South Africa’s justly praised Constitution and the institutions it created have taken something of a verbal battering over the past week and more — and often for the wrong reasons. In the process, the office of the public protector has become something of a surrogate battleground for the opposing factions in in the country’s major trade union federation, Cosatu.
The South African Communist Party (SACP) and senior elements within the governing ANC, along with several trade union affiliates of the union federation have ranted about pubic protector, Thuli Madonsela and her office. At the same time, Cosatu general secretary Zwelinzima Vavi has condemned criticism of the public protector and committed the federation to support her and her office.
However, superceding these squabbles have been some evidently racist comments directed at the Constitution and the Constitutional court over its decision in the Renate Barnard case that is supported by the Solidarity union. Barnard and her generally conservative and still largely ethnically orientated union have fought an eight-year battle on the grounds that she was discriminated against on a racial basis by being refused promotion she had applied for and had been recommended for.
What all these often robust criticisms have in common seems to be a misrepresentation of the facts, especially about the Employment Equity Act and the role of the public protector. Whether many of these are a result of deliberate distortion, misunderstanding or ignorance is open to question.
But what the Concourt decision has done is to open up the whole debate about affirmative action and the Employment Equity Act. This is to be welcomed, especially if more people become aware of the details and the law applying to affirmative action and why it is necessary as a remedy for historic discrimination.
What must be made clear in the Barnard case is that the Concourt did not come down in favour of discrimination on any grounds. In fact, the post applied for by Barnard was filled initially by a white man of senior rank who was “moved sideways” into the job. What the court did do was agree that demoghraphic balance was a legitimate goal to be aimed for.
It also stresses, in separate judgements, that affirmative action measures must be rational and not punitive or retaliatory. It also warns that efficiency and competence must not be compromised in applying policies that aim to redress historic wrongs.
However, this case is — as the eight years of court cases show — a fairly complicated matter that will doubtless keep lawyers engaged in arguments for years. The fact that the post in question was deemed not to be essential and was later abolished is only part of this.
Rather less complicated is the case of public protector who, along with her office, has been castigated for properly fulfilling the role clearly laid out in section 182 of the Constitution.
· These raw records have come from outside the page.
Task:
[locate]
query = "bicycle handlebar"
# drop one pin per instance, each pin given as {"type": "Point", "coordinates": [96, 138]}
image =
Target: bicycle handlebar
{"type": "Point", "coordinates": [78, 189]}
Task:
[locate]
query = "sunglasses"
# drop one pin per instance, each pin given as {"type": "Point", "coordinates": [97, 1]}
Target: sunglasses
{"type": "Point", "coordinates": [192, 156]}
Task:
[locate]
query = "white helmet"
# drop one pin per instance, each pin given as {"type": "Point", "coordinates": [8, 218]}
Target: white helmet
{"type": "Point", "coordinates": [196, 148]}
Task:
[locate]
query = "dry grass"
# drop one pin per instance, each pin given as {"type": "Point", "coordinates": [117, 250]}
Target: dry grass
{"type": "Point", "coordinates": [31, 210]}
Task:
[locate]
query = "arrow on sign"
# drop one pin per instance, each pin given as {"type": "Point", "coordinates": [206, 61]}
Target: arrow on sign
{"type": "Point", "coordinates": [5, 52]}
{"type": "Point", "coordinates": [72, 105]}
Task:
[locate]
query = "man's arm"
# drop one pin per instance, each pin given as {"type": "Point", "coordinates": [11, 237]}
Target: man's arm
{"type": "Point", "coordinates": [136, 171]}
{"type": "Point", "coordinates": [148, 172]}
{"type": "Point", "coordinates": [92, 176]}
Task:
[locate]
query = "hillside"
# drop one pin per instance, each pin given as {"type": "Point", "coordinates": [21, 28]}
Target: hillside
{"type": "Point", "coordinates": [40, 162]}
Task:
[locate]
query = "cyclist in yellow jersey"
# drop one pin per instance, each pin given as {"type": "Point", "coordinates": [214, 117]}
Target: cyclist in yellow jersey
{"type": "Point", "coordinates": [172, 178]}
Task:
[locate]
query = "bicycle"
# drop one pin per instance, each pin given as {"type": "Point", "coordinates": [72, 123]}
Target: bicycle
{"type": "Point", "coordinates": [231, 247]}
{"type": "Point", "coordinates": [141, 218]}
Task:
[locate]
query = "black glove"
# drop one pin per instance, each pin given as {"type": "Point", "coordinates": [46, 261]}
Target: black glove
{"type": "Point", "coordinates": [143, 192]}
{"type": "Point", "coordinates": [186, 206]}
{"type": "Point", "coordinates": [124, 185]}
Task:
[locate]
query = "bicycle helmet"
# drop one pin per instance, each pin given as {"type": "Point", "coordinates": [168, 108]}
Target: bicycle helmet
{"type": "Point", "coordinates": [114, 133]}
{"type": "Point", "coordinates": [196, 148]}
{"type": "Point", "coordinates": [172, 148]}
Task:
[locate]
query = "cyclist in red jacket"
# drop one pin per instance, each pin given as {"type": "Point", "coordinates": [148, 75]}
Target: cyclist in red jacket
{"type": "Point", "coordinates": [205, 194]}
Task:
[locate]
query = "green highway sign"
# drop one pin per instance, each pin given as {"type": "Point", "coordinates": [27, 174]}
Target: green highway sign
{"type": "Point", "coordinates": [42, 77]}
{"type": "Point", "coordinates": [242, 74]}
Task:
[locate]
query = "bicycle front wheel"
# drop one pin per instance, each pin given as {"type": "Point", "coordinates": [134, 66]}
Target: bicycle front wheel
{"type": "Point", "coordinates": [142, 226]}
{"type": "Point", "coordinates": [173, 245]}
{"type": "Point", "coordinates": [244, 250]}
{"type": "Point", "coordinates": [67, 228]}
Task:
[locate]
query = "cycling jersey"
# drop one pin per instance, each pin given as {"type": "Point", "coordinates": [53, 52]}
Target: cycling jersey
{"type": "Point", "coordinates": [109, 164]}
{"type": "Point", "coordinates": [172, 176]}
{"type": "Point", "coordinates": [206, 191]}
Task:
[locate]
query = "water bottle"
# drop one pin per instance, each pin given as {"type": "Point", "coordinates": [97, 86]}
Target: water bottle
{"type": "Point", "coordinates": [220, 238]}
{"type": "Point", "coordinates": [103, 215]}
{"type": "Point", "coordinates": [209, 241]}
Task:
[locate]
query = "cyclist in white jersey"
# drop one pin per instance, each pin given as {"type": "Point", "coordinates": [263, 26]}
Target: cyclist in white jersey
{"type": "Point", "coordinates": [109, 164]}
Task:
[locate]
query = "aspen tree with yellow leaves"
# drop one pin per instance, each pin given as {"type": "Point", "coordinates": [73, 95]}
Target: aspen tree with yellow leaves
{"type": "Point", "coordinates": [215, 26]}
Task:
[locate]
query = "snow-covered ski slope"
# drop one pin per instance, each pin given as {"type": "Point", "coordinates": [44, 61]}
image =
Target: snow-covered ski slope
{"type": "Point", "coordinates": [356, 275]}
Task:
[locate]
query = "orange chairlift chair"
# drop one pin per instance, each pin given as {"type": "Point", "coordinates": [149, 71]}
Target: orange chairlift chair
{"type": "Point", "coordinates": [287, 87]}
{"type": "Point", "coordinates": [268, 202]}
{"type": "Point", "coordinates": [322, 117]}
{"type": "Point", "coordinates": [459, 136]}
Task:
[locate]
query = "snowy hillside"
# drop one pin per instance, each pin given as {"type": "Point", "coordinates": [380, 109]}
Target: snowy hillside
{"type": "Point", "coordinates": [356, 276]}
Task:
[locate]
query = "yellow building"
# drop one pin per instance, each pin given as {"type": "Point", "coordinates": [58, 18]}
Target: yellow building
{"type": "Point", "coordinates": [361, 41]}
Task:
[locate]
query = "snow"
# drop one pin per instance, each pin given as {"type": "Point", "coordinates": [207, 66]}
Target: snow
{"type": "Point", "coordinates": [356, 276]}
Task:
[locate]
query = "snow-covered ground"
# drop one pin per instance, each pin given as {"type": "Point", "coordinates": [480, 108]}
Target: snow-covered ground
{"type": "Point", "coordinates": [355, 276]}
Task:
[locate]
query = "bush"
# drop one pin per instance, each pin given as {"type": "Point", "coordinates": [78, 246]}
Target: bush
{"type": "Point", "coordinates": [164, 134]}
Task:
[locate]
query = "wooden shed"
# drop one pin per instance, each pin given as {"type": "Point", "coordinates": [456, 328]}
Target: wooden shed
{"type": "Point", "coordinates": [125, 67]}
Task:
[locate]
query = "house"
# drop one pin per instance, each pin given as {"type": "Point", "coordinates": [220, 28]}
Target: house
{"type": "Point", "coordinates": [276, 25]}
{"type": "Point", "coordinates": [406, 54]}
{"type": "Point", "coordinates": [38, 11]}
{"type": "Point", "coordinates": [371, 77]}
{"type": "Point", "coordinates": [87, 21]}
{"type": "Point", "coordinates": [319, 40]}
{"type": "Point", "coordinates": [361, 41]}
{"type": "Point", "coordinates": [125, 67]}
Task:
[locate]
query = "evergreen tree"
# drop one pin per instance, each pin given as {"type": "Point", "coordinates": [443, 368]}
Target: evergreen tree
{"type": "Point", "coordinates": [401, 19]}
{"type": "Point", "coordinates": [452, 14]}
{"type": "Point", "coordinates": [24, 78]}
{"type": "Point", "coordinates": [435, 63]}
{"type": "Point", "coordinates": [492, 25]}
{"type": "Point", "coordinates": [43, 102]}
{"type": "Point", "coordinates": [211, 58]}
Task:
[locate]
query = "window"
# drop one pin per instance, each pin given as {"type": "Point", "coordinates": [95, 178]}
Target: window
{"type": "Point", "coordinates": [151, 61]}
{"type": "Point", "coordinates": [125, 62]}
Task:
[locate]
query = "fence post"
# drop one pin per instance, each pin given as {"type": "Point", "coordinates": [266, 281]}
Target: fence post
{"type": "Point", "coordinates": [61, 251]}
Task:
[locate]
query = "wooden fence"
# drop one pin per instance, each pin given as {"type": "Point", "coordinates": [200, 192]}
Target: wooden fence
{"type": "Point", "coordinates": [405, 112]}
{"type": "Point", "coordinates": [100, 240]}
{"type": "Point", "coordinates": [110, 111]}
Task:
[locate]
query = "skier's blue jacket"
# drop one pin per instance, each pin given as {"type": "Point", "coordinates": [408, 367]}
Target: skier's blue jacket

And an element of paranoia seems to be present in most of these attacks.
The SACP, for example, has claimed that Madonsela’s comments that have “become increasingly laced with those of one opposition party”.
The South African Democratic Teachers’ Union (Sadtu) went even further, stating: “The actions of advocate Thuli Madonsela are clear systematic signs planned to create anarchy and divisions within our society and the ANC in particular.”
ANC secretary-general Gwede Mantshe and his deputy, Jesse Duarte, also questioned Madonsela’s conduct and cast aspersions at her credibility. But Vavi noted: “We find very disturbing the type of comments, the conspiracy theories, and the downright insults that have been directed at the office of the public protector.”
This statement revealed again the divisions that are threatening to tear Cosatu apart, because Sadtu is one of the federation’s largest affiliates. It lines up with the majority of the Cosatu executive and the SACP in an increasingly bitter wrangle within Cosatu that, Vavi admits, is weakening the federation.
With more time and resources spent on politicking there has been a general decline in service to members, leading to a decline in overall union membership. Cosatu has never been able fully to justify its claim to represent “more than 2 million organised workers”. It is now clearly some way off that mark.
This fraying at the edges has triggered a fear of fragmentation and frantic demands to preserve unity at all costs. But unity will not be preserved until and unless the underlying issues are resolved, once and for all.
And the key here lies with the Cosatu constitution and the legitimate demand by nine affiliates for a special national congress. Such a democratic gathering would enable delegates to confront, debate and finally resolve the issues that are damaging the federation and the labour movement as a whole.